# Creepy kids room!!!! Stage 1 Haunted Fay...



## 22606 (Aug 11, 2008)

With the lights off, your setup looks wicked


----------



## liuoliveira (Oct 2, 2008)

Thanks Garthgoyle


----------



## halloween71 (Apr 22, 2007)

Love it!!!!


----------



## witchymom (Oct 6, 2008)

oh thats great!


----------



## mommyto3 (Aug 24, 2009)

Definitely creepy!! Great job!


----------



## The Halloween Lady (Jul 17, 2010)

Very nice, I can't wait to see your whole set up!


----------



## jenscats5 (Oct 16, 2010)

Ohhh Jeebus!! Totally creepy!!


----------



## emoviecostumes (Aug 17, 2011)

Very Creepy!!! Especially the kid in the bed, freaky stuff! Nice work!


----------



## madame_mcspanky (Sep 21, 2010)

That kid's face is so scary- Love it!


----------



## Tannasgach (Nov 1, 2009)

Great job on the crib! Love how you have the bloody fingerprints on the rail.


----------



## liuoliveira (Oct 2, 2008)

Thanks all my Halloween forum friends..I will post all my stages rooms.


----------



## kingcoop80 (Jul 21, 2011)

Very creppy


----------



## acfink (May 31, 2010)

I like it CREEPY!!!!!!!!


----------



## Trinity1 (Sep 5, 2009)

Looks awesome!!!


----------



## DaveintheGrave (Feb 12, 2004)

Yep! Sure is creepy all right! Nice job!


----------



## Teresa M (Aug 11, 2011)

Wow! That is crazy! In more ways than one. I have been working on a creepy play room in my head for the past few days. I actually got on to the forum now to get some thoughts/advice on it! Yours is really great though and I may borrow some of that!


----------



## liuoliveira (Oct 2, 2008)

Thanks all my Halloween Forum friends .. .♥ ♥ ♥ Your opinion is very important for me.


----------



## boo who? (Feb 28, 2005)

What?! No body parts mobile?!

Great job.
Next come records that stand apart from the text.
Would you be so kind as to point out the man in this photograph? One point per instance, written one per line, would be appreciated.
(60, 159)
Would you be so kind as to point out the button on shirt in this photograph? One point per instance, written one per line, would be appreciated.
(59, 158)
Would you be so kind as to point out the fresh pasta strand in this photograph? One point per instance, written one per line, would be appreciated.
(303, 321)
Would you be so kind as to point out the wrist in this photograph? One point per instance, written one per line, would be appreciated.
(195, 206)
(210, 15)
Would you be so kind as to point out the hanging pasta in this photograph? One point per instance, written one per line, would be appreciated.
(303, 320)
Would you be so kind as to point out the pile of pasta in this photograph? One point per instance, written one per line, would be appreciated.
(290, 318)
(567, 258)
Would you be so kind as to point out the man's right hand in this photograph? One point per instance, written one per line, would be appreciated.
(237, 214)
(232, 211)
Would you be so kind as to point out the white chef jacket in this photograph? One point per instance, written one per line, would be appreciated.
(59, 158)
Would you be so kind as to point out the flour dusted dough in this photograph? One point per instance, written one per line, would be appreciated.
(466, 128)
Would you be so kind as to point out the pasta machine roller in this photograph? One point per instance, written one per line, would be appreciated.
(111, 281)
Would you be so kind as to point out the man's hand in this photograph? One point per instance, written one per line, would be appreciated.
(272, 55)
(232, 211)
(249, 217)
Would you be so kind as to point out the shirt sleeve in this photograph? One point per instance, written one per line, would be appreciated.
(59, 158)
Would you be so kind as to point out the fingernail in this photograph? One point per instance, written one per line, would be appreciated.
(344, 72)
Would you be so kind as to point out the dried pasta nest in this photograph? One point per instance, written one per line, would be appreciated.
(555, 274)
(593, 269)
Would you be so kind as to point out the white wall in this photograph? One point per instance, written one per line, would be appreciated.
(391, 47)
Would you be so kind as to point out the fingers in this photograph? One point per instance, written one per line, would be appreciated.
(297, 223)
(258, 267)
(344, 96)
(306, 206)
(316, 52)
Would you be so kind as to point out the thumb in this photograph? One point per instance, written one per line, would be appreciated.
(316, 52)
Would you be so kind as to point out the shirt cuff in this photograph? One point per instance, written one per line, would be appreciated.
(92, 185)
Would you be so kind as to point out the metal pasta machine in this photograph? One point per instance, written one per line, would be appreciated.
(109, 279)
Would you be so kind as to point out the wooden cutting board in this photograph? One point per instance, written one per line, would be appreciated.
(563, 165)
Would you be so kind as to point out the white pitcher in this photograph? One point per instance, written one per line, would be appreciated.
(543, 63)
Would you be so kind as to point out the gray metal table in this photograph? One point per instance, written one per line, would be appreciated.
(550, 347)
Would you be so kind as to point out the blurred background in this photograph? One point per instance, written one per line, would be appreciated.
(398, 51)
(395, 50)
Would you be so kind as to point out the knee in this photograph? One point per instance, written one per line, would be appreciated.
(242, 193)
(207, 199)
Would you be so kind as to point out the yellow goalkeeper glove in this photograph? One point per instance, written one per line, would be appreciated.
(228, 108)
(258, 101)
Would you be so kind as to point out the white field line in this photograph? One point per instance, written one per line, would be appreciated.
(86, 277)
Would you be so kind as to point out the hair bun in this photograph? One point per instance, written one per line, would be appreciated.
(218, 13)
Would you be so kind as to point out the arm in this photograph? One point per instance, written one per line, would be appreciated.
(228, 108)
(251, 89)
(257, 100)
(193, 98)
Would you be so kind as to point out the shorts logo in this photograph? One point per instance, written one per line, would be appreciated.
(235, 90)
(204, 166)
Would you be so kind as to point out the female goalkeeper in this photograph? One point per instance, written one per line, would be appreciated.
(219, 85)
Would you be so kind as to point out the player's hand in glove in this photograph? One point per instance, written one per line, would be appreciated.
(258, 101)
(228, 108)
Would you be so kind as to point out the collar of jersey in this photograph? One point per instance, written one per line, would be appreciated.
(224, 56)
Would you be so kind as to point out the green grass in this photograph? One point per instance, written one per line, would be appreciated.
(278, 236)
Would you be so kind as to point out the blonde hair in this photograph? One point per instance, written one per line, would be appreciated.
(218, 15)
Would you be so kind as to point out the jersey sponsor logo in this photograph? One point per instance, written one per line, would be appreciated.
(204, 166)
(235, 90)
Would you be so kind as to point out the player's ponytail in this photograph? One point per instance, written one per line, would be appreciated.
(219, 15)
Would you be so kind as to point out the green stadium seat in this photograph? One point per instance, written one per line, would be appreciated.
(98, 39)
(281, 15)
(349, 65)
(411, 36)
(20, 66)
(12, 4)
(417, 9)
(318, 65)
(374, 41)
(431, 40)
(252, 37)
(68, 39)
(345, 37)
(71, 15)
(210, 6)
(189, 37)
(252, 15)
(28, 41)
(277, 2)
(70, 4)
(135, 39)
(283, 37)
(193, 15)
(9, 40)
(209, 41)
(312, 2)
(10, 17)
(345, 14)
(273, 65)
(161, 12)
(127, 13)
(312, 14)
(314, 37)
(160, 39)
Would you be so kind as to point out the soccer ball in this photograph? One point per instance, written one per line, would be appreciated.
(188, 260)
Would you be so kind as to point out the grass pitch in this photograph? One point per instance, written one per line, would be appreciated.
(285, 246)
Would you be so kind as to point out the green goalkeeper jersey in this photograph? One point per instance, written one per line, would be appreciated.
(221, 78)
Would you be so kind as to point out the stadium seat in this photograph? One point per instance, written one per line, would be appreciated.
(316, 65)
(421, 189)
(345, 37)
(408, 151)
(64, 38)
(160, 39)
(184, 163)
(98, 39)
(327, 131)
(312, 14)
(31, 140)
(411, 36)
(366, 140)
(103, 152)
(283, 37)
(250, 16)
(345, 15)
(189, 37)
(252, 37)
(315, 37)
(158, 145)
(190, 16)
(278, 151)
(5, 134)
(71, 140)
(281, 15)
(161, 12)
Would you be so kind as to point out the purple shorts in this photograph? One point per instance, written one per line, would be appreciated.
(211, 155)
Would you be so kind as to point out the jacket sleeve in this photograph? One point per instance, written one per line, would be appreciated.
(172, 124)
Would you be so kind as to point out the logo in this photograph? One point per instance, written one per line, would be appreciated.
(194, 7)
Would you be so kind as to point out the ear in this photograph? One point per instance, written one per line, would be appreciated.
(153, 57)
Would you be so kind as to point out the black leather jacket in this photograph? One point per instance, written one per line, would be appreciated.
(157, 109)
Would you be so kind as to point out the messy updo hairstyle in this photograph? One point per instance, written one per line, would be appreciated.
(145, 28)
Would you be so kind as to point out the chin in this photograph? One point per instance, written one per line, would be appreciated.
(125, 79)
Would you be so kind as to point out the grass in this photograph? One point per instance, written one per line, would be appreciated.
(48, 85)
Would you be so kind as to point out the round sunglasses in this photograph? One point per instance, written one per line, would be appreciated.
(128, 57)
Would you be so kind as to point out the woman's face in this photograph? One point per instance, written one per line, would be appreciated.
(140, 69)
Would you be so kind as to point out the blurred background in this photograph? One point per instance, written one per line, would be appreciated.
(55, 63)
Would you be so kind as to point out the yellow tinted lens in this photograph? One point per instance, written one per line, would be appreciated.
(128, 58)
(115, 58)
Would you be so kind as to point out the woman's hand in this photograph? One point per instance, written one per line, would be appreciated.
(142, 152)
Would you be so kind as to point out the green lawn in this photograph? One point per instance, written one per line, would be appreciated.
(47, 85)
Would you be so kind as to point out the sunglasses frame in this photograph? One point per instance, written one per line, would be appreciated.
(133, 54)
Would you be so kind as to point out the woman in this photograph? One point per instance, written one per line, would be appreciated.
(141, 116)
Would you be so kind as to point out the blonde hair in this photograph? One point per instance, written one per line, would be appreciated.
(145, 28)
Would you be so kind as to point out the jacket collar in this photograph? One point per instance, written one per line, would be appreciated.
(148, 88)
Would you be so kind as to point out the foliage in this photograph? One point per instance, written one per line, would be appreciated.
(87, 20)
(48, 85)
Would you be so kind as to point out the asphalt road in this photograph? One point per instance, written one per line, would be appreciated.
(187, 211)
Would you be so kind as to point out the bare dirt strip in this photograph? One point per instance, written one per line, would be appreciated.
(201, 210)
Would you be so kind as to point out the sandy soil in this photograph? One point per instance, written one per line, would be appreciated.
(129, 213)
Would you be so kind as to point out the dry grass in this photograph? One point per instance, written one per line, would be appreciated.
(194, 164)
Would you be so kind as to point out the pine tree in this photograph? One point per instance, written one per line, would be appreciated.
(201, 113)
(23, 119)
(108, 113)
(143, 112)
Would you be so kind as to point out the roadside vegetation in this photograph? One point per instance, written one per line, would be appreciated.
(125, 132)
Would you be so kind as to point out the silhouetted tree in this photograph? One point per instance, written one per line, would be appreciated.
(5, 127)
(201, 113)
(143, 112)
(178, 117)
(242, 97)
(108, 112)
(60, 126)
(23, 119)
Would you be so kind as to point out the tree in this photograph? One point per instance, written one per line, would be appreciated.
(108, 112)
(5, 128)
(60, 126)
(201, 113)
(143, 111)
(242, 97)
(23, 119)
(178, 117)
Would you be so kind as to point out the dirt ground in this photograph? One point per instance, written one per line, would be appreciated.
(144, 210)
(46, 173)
The kid is VERY creepy!


----------



## Teresa M (Aug 11, 2011)

boo who? said:


> What?! No body parts mobile?!


Oooohhhh; great idea!!!


----------



## liuoliveira (Oct 2, 2008)

What?! No body parts mobile?! 
My zombie boy's head rotates, the eyes blinks, and it laughs!!!
Video test on youtube

http://youtu.be/T1lcNKozBDY


----------



## boogybaby (Jun 6, 2011)

i love it!
where did you get the bed from for the kids room?
i wonder if it can be made from PVC and painted to look like old rusty metal....hhhmmmm hamster wheel is turning lol.....


----------



## liuoliveira (Oct 2, 2008)

(Boogybaby )
i love it!
where did you get the bed from for the kids room?
i wonder if it can be made from PVC and painted to look like old rusty metal....hhhmmmm hamster wheel is turning lol.....)

The kids bed is actually an old baby crib that I got for free from a neighbor many years ago.


----------



## Kymmm (Oct 1, 2009)

It looks fantastic!! I've seen some professional haunts that don't look that good! GREAT job!!


----------